Alpha Channeling : nature, psyché et érotisme
Après avoir découvert les jolies dessins de Club Clitoris, je me suis un peu plus penchée sur la représentation sexuelle et artistique sur Instagram. On connait la tendance à la modération du réseau social quand un téton pointe le bout de son nez ou que quelques tâches de sang glissent le long des cuisses. Mais parfois, des règles strictes stimulent l’imagination et demandent aux auteurs de trouver des subterfuges pour les contrer. Je vous propose d’embarquer avec moi dans l’univers organique d’Alpha Channeling pour y découvrir une jungle au goût de l’érotisme, le terrain où Mère nature s’envoie en l’air.
On connait peu de choses sur cet artiste américain. Caché derrière son pseudonyme, Alpha Channeling est pourtant une vraie star d’Instagram avec plus de 350 000 followers. Etonnant et épatant à la fois pour un artiste qui illustre des corps dénudés et une sexualité assumée. En voyant les corps féminins si magnifiés, la sexualité si libérée et leurs rondeurs si enveloppantes, peu de place était laissée au doute : comme beaucoup, j’ai pensé que l’artiste, anonyme, était une femme. Et oui, les stéréotypes ont la peau dure puisqu’il s’agit en réalité d’un homme.
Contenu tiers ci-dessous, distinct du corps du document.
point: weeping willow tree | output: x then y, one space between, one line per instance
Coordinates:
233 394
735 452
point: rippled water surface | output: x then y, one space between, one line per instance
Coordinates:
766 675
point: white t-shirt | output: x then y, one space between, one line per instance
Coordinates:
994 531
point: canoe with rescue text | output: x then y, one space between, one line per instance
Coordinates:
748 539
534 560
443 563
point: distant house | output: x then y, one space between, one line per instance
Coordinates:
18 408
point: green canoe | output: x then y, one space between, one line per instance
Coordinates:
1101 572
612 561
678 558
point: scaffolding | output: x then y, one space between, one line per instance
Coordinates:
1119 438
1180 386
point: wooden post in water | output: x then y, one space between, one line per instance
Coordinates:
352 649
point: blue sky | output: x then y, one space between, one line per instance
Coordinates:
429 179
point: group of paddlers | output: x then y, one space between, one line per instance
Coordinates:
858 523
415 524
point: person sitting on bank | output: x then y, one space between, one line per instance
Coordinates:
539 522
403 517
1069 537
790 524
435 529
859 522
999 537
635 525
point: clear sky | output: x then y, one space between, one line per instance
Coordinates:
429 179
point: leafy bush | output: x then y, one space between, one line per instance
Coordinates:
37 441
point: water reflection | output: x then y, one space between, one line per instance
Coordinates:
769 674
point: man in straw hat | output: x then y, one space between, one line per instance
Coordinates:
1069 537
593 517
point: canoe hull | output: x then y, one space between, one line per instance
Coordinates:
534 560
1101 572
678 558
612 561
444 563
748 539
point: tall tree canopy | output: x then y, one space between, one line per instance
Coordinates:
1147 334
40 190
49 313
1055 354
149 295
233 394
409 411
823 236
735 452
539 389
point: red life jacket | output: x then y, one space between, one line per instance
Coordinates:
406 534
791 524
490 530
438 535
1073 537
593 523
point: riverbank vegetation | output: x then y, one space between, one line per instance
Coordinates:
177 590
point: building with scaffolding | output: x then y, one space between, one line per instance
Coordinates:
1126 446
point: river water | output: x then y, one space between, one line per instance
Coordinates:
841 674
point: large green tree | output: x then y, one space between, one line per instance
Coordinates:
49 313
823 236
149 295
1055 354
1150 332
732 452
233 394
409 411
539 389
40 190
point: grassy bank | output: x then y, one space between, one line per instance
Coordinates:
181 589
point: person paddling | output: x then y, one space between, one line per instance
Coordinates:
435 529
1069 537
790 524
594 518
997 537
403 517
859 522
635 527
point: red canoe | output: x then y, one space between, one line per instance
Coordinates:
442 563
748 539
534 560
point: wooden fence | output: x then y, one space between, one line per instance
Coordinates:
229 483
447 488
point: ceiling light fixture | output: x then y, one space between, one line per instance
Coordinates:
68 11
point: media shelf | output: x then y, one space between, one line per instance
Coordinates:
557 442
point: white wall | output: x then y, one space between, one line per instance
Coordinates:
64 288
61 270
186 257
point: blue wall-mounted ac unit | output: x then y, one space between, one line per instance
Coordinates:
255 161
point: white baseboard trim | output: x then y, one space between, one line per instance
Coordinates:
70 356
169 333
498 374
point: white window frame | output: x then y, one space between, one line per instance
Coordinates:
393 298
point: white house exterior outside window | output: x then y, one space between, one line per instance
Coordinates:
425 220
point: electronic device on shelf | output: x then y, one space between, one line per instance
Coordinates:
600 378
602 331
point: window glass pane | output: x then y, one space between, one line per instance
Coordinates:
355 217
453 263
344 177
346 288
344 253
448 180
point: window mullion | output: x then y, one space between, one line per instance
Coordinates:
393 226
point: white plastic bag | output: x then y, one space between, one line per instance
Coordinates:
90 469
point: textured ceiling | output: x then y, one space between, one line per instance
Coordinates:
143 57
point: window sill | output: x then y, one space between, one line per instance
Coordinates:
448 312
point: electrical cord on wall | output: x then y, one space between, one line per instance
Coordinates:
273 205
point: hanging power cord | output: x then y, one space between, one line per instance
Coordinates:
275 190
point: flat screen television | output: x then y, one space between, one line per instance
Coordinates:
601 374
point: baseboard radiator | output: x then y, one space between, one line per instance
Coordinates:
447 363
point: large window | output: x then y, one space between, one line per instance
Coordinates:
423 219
Et quelle importance de toute façon ? Comme l’explique Alpha dans les lignes du Huffington Post : « Je n’évite pas délibérément de faire quelque chose de masculin, je dessine juste ce que je n’ai pas réussi à trouver en terme d’érotisme« .
Bien loin de la pornographie mainstream ou des dessins outranciers, l’artiste compose ses oeuvres avec une ligne enfantine aux couleurs printanières. Il nous invite dans un monde où le clitoris est une pétale, où le sexe bandé est fait de feuilles et de chair, où le plaisir est aussi pur que la rosée du matin.
Ses dessins jouent sur la corde sensible du sacré et du profane, entre la baise et l’expérience sensorielle : « J’aime l’idée de combiner les deux, sur le même piédestal les deux s’acceptent et se célèbrent » poursuit-il. On remarque donc rapidement combien l’artiste s’inspire de la mythologie et de la tradition taoïste qui voit dans l’expression de la sexualité un signe divin. Dans une composition toujours soignée, il jongle savamment en mélangeant les genres : « Je m’intéresse au Taoïsme et au tantra, à la pornographie et au folk, au BDSM et au divin, au mystique et au surnaturel » décrit-il à la journaliste Jerry Saltz. Il avoue aussi son penchant pour les oeuvres graphiques de Robert Crumb et la folie débordante de Fellini dans Le Livre de mes Rêves : « Il a documenté ses rêves tous les jours. C’est un peu comme les dessins faits par les enfants, dans l’immédiateté et l’urgence. Fellini devait tout recracher sur le papier. Je m’identifie beaucoup à ça. »
Désormais au rang des artistes les plus suivis d’Instagram, il continue son chemin en surfant sur la vague de l’éphémère : « Je suis conscient que ce que je fais peut disparaitre dans la seconde. C’est un sentiment étrange d’être sur le fil du rasoir, comme si mon travail était un château de sable qui pouvait être détruit par une vague en quelques minutes. Mais j’ai le sentiment que j’amasse une somme importante d’idées et de flux de communication. Il y a cette énergie, cette continuité » confie l’artiste, toujours au Huffington Post.
En plus de lui permettre d’illustrer les pages du cahier de coloriage édité par Pornhub aux côtés d’Apollonia St-Clair et d’Arrington De Dionyso, cette notoriété lui a valu une belle exposition à la Jack Hanley Gallery de New-York. Son univers paisible nous amène rapidement à nous questionner et à voir la sexualité plus en profondeur, dans toute son essence et dans sa beauté la plus pure. Une vraie poésie du corps et des sens.